CMStatistics 2021: Start Registration
View Submission - CMStatistics
Title: On the detection of bots in online surveys Authors:  Carl Falk - McGill University (Canada) [presenting]
Michael John Ilagan - McGill University (Canada)
Abstract: Academic research via online data collection of survey responses through crowdsourcing platforms has become increasingly prevalent in the social sciences. However, the increased anonymity of participants coupled with monetary compensation may result in the contamination of such data by bots or random responders. While a number of outlier detection indices are often recommended to detect bots, their practical combined usage is hampered by the lack of recommendations for empirically derived cut-off values. We propose and compare four algorithms that could be used to classify bots in an unsupervised manner while leveraging such outlier detection indices. The basis of these algorithms relies on the assumptions that bots are exchangeable random vectors and that detection indices tend to separate humans and bots.
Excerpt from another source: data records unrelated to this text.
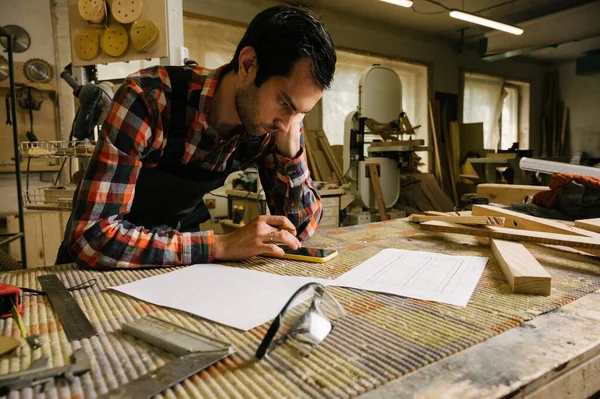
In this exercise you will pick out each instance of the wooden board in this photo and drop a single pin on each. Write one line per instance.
(523, 272)
(506, 194)
(436, 145)
(51, 232)
(154, 10)
(589, 224)
(501, 155)
(504, 233)
(468, 220)
(322, 166)
(374, 176)
(397, 143)
(517, 220)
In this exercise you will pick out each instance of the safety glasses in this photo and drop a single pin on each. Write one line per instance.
(304, 322)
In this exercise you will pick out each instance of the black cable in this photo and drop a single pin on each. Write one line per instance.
(86, 284)
(27, 178)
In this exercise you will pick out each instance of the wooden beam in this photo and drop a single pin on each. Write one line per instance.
(523, 272)
(517, 220)
(469, 220)
(506, 194)
(377, 190)
(504, 233)
(589, 224)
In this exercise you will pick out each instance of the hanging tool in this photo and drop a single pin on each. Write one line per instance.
(10, 295)
(75, 322)
(196, 351)
(35, 375)
(33, 340)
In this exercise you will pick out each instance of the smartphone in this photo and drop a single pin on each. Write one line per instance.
(316, 255)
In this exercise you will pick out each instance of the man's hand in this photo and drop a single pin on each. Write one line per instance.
(257, 237)
(287, 139)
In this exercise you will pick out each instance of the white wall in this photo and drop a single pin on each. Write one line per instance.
(34, 17)
(582, 95)
(445, 60)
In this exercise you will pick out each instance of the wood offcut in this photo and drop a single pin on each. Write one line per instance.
(523, 272)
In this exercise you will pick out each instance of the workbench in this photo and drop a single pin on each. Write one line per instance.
(500, 344)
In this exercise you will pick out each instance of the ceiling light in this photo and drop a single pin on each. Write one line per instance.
(401, 3)
(485, 22)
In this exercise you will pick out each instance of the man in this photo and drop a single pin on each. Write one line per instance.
(175, 133)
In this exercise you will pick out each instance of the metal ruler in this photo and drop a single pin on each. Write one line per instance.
(75, 322)
(166, 376)
(173, 338)
(196, 351)
(550, 167)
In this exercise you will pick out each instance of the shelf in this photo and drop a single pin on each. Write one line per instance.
(32, 168)
(56, 149)
(51, 198)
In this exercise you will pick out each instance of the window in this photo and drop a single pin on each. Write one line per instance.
(342, 99)
(503, 107)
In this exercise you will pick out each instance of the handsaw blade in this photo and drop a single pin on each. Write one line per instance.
(166, 376)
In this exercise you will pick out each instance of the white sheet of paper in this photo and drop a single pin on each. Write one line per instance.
(236, 297)
(416, 274)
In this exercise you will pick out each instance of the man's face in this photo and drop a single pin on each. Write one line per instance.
(272, 107)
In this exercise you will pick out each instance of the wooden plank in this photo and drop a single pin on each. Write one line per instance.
(517, 220)
(501, 155)
(398, 143)
(468, 220)
(506, 194)
(322, 166)
(436, 145)
(374, 175)
(51, 233)
(589, 224)
(504, 233)
(523, 272)
(311, 160)
(437, 213)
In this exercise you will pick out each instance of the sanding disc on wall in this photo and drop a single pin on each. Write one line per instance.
(114, 40)
(126, 11)
(92, 10)
(144, 33)
(87, 44)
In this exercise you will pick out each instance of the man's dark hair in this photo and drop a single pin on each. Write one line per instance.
(281, 36)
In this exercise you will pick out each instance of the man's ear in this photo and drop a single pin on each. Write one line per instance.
(247, 64)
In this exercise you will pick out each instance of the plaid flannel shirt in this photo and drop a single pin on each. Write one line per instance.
(132, 138)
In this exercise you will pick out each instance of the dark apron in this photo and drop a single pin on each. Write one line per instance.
(170, 195)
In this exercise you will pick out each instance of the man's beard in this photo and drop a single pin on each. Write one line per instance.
(246, 104)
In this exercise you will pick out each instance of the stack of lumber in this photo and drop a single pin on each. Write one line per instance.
(446, 149)
(522, 271)
(321, 159)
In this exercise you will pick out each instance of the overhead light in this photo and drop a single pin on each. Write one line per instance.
(401, 3)
(485, 22)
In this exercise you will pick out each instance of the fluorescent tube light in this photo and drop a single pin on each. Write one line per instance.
(401, 3)
(485, 22)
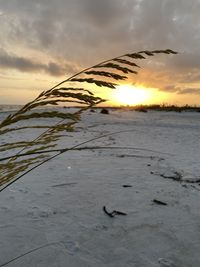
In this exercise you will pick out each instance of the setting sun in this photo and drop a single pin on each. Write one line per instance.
(130, 95)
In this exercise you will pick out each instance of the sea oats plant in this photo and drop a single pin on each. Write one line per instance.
(25, 155)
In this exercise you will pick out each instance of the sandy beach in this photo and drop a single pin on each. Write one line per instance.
(147, 167)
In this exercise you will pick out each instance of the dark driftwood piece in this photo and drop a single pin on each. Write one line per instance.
(160, 202)
(113, 213)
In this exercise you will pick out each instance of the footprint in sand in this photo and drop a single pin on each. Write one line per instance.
(166, 263)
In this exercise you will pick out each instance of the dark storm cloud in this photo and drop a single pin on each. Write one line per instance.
(8, 61)
(84, 32)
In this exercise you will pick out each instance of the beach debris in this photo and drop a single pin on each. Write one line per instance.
(113, 213)
(127, 185)
(159, 202)
(174, 175)
(166, 263)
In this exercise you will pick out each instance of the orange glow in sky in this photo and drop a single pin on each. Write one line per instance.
(130, 95)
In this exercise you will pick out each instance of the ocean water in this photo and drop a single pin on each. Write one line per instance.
(7, 108)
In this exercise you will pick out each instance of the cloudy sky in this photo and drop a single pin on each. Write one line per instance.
(45, 41)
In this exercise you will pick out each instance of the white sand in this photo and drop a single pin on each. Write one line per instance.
(55, 212)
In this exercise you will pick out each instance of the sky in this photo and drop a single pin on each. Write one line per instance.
(43, 42)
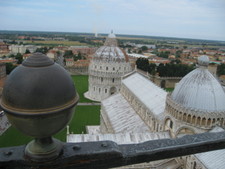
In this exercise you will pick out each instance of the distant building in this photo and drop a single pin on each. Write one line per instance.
(82, 49)
(22, 48)
(106, 68)
(143, 110)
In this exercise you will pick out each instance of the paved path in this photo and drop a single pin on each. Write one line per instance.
(89, 104)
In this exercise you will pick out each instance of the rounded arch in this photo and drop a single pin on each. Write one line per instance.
(184, 131)
(163, 84)
(168, 124)
(112, 90)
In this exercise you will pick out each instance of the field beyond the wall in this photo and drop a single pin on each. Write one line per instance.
(83, 116)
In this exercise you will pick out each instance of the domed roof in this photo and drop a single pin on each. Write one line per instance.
(200, 90)
(110, 50)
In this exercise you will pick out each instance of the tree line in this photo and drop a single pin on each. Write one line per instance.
(173, 69)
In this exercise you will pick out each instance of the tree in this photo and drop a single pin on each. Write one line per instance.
(129, 50)
(19, 58)
(42, 50)
(27, 51)
(221, 69)
(178, 53)
(144, 48)
(68, 53)
(9, 67)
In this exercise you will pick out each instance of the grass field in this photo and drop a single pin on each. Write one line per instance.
(84, 115)
(54, 42)
(169, 89)
(81, 84)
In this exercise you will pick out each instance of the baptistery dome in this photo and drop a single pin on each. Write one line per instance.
(110, 50)
(108, 65)
(200, 90)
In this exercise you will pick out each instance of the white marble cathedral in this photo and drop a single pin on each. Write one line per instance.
(142, 111)
(107, 66)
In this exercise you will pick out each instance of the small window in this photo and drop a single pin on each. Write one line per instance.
(171, 124)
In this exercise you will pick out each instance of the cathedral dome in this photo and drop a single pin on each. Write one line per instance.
(110, 50)
(200, 90)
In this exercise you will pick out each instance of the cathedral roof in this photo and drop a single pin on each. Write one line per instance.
(108, 52)
(152, 96)
(200, 90)
(122, 116)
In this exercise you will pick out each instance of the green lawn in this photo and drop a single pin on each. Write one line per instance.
(84, 115)
(169, 89)
(81, 84)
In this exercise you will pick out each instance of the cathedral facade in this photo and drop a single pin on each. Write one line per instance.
(108, 65)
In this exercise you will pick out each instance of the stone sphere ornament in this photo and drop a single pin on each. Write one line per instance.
(39, 99)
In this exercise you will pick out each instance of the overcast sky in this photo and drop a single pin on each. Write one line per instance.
(201, 19)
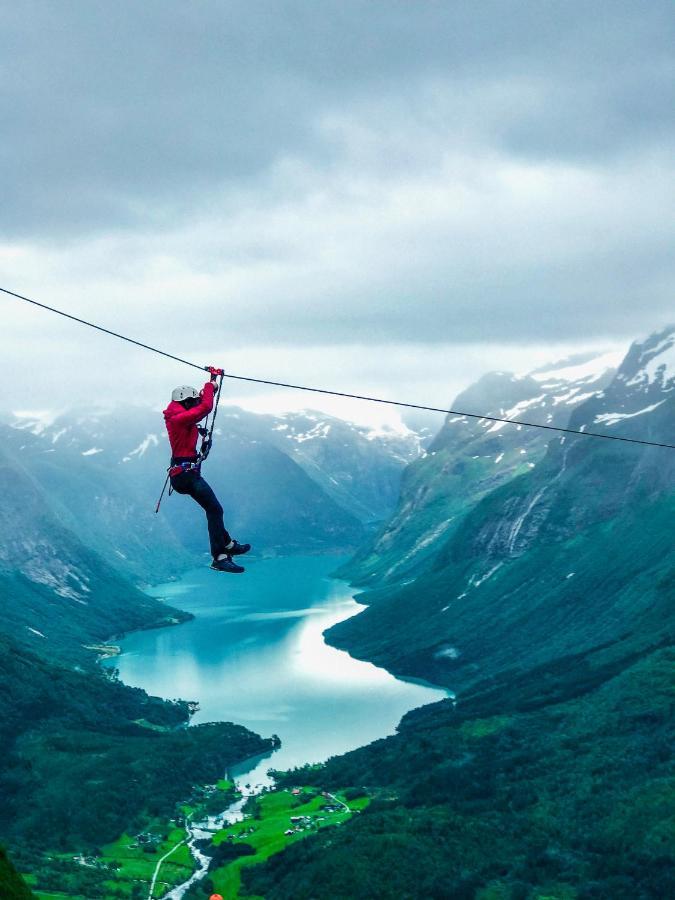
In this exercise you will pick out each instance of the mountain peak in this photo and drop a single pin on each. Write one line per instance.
(651, 362)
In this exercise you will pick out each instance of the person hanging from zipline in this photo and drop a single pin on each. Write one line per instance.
(188, 407)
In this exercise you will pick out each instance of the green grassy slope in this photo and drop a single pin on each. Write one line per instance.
(573, 800)
(12, 886)
(82, 757)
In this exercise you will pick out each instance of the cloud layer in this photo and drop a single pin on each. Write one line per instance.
(233, 178)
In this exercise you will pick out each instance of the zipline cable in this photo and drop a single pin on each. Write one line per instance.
(313, 390)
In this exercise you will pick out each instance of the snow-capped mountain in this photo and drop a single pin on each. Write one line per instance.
(470, 457)
(297, 482)
(57, 593)
(573, 560)
(638, 402)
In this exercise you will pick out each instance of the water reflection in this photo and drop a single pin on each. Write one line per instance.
(255, 654)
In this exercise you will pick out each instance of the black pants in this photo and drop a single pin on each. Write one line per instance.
(192, 484)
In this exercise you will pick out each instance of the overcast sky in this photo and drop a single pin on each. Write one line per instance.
(381, 197)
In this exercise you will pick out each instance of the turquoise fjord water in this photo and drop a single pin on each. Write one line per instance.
(255, 654)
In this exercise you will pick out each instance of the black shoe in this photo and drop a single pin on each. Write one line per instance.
(238, 549)
(226, 565)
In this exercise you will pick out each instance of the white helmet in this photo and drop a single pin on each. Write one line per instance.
(183, 392)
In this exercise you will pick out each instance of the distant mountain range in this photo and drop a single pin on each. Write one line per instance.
(548, 605)
(573, 557)
(470, 457)
(301, 481)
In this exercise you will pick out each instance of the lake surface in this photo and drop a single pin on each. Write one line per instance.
(255, 655)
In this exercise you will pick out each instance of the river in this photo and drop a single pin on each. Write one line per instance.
(254, 654)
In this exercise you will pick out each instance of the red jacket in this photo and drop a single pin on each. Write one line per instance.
(181, 423)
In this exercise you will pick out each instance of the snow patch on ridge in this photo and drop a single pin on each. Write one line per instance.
(613, 418)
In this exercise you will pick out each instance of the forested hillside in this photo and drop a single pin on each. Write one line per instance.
(12, 886)
(518, 792)
(524, 579)
(551, 612)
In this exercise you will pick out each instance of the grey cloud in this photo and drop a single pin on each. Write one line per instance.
(120, 115)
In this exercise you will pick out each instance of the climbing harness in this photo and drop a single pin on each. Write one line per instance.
(206, 434)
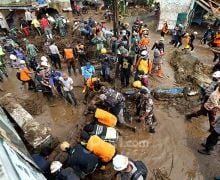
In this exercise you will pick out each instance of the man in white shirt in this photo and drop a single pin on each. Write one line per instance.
(67, 83)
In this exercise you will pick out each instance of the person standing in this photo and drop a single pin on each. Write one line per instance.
(210, 108)
(212, 139)
(129, 169)
(46, 27)
(192, 38)
(28, 17)
(145, 107)
(67, 83)
(69, 58)
(55, 55)
(164, 29)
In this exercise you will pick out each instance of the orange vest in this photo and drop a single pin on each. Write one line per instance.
(105, 117)
(100, 148)
(24, 74)
(68, 54)
(144, 41)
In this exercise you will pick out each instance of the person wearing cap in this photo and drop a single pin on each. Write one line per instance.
(192, 38)
(46, 27)
(186, 40)
(210, 108)
(32, 53)
(36, 25)
(106, 65)
(212, 139)
(143, 63)
(129, 169)
(25, 75)
(55, 55)
(69, 57)
(144, 109)
(157, 62)
(83, 161)
(164, 29)
(67, 83)
(59, 173)
(125, 67)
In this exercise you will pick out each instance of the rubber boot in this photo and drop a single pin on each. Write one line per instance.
(159, 73)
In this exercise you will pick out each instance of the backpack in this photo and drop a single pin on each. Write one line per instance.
(141, 170)
(18, 75)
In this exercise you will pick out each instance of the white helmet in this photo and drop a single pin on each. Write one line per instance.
(43, 58)
(12, 57)
(144, 53)
(55, 166)
(44, 64)
(216, 74)
(120, 162)
(22, 62)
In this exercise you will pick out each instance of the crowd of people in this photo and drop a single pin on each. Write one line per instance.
(126, 57)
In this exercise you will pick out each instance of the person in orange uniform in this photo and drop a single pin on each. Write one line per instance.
(186, 40)
(164, 29)
(145, 41)
(68, 55)
(25, 75)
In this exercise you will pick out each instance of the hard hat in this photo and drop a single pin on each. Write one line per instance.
(144, 53)
(137, 84)
(120, 162)
(55, 166)
(22, 62)
(195, 33)
(216, 74)
(161, 39)
(43, 58)
(12, 57)
(103, 51)
(64, 145)
(44, 64)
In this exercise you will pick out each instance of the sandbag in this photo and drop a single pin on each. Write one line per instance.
(100, 148)
(105, 117)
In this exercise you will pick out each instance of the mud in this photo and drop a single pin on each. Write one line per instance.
(170, 153)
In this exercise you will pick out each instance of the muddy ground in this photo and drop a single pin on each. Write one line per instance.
(170, 153)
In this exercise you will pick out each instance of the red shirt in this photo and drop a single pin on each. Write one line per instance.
(44, 23)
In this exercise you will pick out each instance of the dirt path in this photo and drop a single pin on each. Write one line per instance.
(173, 148)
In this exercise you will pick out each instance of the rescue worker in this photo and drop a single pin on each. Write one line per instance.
(157, 61)
(67, 83)
(92, 85)
(192, 38)
(114, 102)
(212, 139)
(62, 174)
(88, 71)
(25, 75)
(36, 25)
(106, 65)
(186, 40)
(145, 107)
(125, 66)
(210, 108)
(108, 134)
(143, 64)
(55, 55)
(46, 27)
(164, 29)
(68, 55)
(61, 25)
(32, 53)
(129, 169)
(104, 150)
(79, 158)
(144, 42)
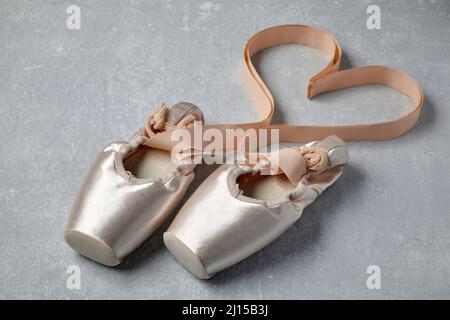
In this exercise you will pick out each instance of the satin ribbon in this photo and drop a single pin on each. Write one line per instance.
(328, 79)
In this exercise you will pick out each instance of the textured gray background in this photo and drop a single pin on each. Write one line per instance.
(65, 94)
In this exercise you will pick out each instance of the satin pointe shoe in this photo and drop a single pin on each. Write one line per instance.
(130, 190)
(238, 210)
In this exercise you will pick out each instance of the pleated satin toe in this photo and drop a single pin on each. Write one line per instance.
(239, 209)
(129, 191)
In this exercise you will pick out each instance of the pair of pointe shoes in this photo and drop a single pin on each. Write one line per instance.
(132, 188)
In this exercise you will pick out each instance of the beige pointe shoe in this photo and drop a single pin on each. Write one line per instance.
(237, 211)
(130, 190)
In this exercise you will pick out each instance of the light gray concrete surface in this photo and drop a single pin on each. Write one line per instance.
(64, 94)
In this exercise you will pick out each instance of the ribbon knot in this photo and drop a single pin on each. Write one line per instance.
(316, 159)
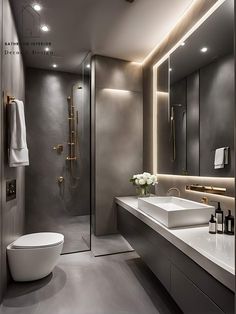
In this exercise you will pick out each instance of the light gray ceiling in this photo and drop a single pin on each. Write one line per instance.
(114, 28)
(216, 33)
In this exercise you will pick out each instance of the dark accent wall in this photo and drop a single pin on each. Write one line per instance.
(117, 135)
(49, 206)
(217, 115)
(12, 76)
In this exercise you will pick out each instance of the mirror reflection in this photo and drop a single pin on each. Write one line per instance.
(200, 114)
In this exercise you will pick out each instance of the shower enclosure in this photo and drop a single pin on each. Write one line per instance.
(58, 178)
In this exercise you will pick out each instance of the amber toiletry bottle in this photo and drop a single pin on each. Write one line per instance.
(219, 219)
(229, 224)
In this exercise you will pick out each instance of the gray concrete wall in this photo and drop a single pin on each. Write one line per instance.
(117, 136)
(49, 206)
(12, 212)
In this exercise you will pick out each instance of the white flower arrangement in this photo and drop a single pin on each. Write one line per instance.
(144, 181)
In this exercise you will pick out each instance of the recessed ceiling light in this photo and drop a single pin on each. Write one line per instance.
(44, 28)
(37, 7)
(204, 49)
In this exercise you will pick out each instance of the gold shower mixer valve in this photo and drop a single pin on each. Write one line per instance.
(60, 180)
(58, 148)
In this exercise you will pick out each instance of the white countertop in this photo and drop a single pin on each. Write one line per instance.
(213, 252)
Permutations are then used to derive an accompanying test and/or inform clustering techniques. In simulations, some studied techniques achieved about 90-95\% accuracy across conditions ranging from low bot contamination (5\%) to high bot contamination (95\%). Given that data collection often occurs in the presence of multi-item scales with Likert-type items, additional discussion focuses on 1) scale/study design conditions under which we would expect such algorithms to encounter difficulty; and 2) the potential for indices derived from psychometric models (e.g., based on item response theory) to be able to detect clusters of bots.